Configurations can be loaded in multiple ways.

  1. Load entire configuration directly from an existing configuration file using the make_config_from_file function. Works best for simple configurations without interpolation.
config = make_config_from_file(ConfigDataclass, f"/path/to/config.yaml")
  1. Load partial configuration directly from an existing configuration file using the make_config_from_file function. Missing fields in the config can be loaded from other configuration files using OmegaConf.load or set directly. Works best for configurations that use interpolation.
config = make_config_from_file(ConfigDataclass, f"/path/to/config.yaml")
config.field = OmegaConf.load(f"/path/to/another/config.yaml").field
config.field = "value"
  1. Directly instantiate the config object. Fields in object initialization can also be loaded using OmegaConf.load.

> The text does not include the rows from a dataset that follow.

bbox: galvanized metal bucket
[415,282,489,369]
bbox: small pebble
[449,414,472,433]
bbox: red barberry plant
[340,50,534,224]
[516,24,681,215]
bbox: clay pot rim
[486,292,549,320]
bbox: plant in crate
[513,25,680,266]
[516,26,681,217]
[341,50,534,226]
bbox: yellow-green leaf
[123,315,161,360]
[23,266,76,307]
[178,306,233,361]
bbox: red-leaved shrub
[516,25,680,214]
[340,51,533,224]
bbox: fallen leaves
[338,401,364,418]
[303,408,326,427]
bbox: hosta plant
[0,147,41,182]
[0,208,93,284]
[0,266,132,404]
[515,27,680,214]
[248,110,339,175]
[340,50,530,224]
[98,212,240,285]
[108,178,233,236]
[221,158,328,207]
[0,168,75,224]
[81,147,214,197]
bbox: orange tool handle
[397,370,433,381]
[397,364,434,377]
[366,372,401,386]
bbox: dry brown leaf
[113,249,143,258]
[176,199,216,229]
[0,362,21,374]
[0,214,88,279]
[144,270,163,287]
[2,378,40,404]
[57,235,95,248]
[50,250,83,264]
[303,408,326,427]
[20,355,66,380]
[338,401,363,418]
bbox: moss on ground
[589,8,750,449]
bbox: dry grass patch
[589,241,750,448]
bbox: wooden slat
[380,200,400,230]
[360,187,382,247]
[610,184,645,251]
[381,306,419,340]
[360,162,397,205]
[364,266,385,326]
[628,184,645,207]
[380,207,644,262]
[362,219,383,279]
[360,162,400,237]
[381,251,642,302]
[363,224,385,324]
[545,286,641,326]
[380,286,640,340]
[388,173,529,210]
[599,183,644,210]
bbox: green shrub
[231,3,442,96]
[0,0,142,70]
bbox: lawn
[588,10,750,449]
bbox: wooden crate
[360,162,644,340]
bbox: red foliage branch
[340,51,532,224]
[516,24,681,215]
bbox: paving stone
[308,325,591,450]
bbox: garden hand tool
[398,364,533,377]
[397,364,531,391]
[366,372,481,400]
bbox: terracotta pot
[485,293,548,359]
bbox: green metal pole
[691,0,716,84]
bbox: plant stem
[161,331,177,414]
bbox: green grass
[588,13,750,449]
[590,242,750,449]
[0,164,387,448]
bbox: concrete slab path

Works best for custom configurations or testing configurations.
config = ConfigDataclass(
    field="value",
    field=OmegaConf.load(f"/path/to/config.yaml").field,
    ...
)

Call tasks from collections

Import tasks from collections in the undecorated form:

from collection.module.task import task

Tasks can also be imported in decorated form:

from collection.module import task

but will need to called using task.fn() because we are not in a Prefect flow environment.

Converting notebooks to flows

Make sure the main flow method has the @flow decorator and imports should be switched to their @task decorated form to take advantage of Prefect task and flow monitoring.